Pizza with a Herby Scone Base

01 Apr 2023

This is a really simple version of an Italian pizza. Try this vegetable pizza or add your own toppings.

See our suggestions in the ‘Something to try next time’ section.

Ingredients

Vegetable oil for greasing
50g button mushrooms
4 spring onions
1 red pepper
100g strong reduced-fat Cheddar cheese
200g self-raising flour (plus extra for rolling out)
50g unsaturated fat spread
125ml semi-skimmed milk
4 x 15ml spoons passata (sieved tomatoes) OR see alternatives in ‘Something to try next time’
½ x 5ml spoon mixed dried herbs
50g canned OR frozen sweetcorn
Black pepper (optional)


Equipment

Weighing scales
Large baking tray
Pastry brush
Clean, damp cloth
Chopping board
Sharp knife
Colander
Grater
Sieve
Mixing bowl
Measuring jug
Rolling pin
Fish slice
Measuring spoons
Can opener (optional)
Oven gloves
Palette knife or
table knife
Wire rack


Instructions

  1. Preheat the oven to 220°C/200°C fan or gas mark 7. Brush the baking tray with a little oil.
  2. Wipe the mushrooms with a clean, damp cloth and slice finely.
  3. Wash then top, tail and discard the outer layer of the spring onions. Chop finely.
  4. Wash the red pepper, remove the seeds and white pith and cut into thin strips or small squares.
  5. Grate the cheese.
  6. Sieve the flour into the mixing bowl.
  7. Using clean fingertips, rub the spread into the flour until it resembles fine breadcrumbs.
  8. Gradually stir in the milk to make a soft dough, do not knead.
  9. Sprinkle the rolling pin and a clean, dry surface with a little flour.
  10. Shape the dough into a circle and roll out until it is less than 1cm thick and has a diameter of about 25cm.
  11. Carefully lift onto the baking tray with a fish slice.
  12. Spread the passata onto the scone base circle leaving 1cm clear all around the edge.
  13. Sprinkle with the herbs, onions, drained sweetcorn, black pepper to taste (if using) and half of the cheese.
  14. Scatter the peppers, mushrooms and the rest of the cheese on top.
  15. Bake for 20 minutes or until the cheese is bubbling and the base is golden.
  16. Remove the pizza from the oven and slide onto a wire rack for 5 minutes before slicing.

Skills used include:
Weighing, measuring, chopping, grating, sifting, rubbing-in, mixing/combining, rolling and baking.


Top Tips

  • Handle the dough as little as possible.
  • Do not put the toppings on until the base is on the baking tray.
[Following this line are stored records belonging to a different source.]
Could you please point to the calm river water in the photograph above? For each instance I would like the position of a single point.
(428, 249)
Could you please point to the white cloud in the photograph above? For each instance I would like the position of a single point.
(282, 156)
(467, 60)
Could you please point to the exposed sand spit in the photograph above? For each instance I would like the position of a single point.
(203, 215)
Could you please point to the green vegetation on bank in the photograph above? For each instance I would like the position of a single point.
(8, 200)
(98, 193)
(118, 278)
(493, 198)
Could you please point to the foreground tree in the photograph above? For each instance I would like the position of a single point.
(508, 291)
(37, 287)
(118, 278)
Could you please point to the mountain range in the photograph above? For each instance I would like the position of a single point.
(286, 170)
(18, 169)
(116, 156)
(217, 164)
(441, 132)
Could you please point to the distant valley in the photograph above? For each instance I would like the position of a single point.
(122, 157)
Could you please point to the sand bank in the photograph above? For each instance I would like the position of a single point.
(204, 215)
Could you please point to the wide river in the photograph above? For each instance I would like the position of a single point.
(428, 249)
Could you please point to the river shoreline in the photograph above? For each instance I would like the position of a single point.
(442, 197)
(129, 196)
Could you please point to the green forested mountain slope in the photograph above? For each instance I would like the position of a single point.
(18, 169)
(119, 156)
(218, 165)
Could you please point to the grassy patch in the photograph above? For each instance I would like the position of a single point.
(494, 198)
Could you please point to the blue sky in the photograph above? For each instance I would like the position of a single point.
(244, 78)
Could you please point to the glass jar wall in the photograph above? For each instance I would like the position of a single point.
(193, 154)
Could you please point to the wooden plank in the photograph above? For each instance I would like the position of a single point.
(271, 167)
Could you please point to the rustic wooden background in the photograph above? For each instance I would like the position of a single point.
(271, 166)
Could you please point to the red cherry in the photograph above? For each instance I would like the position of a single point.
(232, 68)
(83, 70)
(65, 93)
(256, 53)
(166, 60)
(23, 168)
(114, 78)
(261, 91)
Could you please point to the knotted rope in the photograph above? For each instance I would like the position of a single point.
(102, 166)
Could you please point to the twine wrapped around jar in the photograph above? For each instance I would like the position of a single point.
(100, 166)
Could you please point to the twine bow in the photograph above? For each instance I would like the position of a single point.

Something to try next time

  • As an alternative to passata (sieved tomatoes), mix 2 x 15ml spoons of tomato purée with 2 x 15ml spoons of cold water and use in the same way. Alternatively, drain half a 400g can of chopped tomatoes in a sieve for 5 minutes and use as the topping. Put the drained liquid back in with the remaining tomatoes and add to casseroles, Bolognese or pasta sauce.
  • Try adding 50g of grated carrot or courgettes to the scone base. Mix in just before adding the milk. You might need slightly less milk.
  • Vary the toppings. Try grating half a large onion and mixing it with the passata instead of the spring onions, add a crushed garlic clove, use a different coloured pepper, add finely sliced courgettes and, for non-vegetarians, add bacon, ham, anchovies or pepperoni. You can also use mozzarella cheese instead for a truly authentic pizza.
  • Alternative toppings you could try are tuna and rocket, ham and pineapple or roasted vegetables and basil.

Prepare now, eat later

  • Prepare the scone base in advance by rubbing the spread into the flour and storing it in a plastic bag in the fridge for up to 24 hours or freezer for up to 1 month. Just shake it into a bowl and add milk to finish it off. If frozen, defrost in the fridge for 24 hours first.
  • Prepare all the topping ingredients in advance and store in sealed plastic bags or tubs in the salad drawer of the fridge for up to 2 days. Assemble just before cooking.
  • The cooked pizza can be frozen for up to 1 month. Cut into slices and wrap in foil. Reheat, uncovered, in a hot oven until piping hot.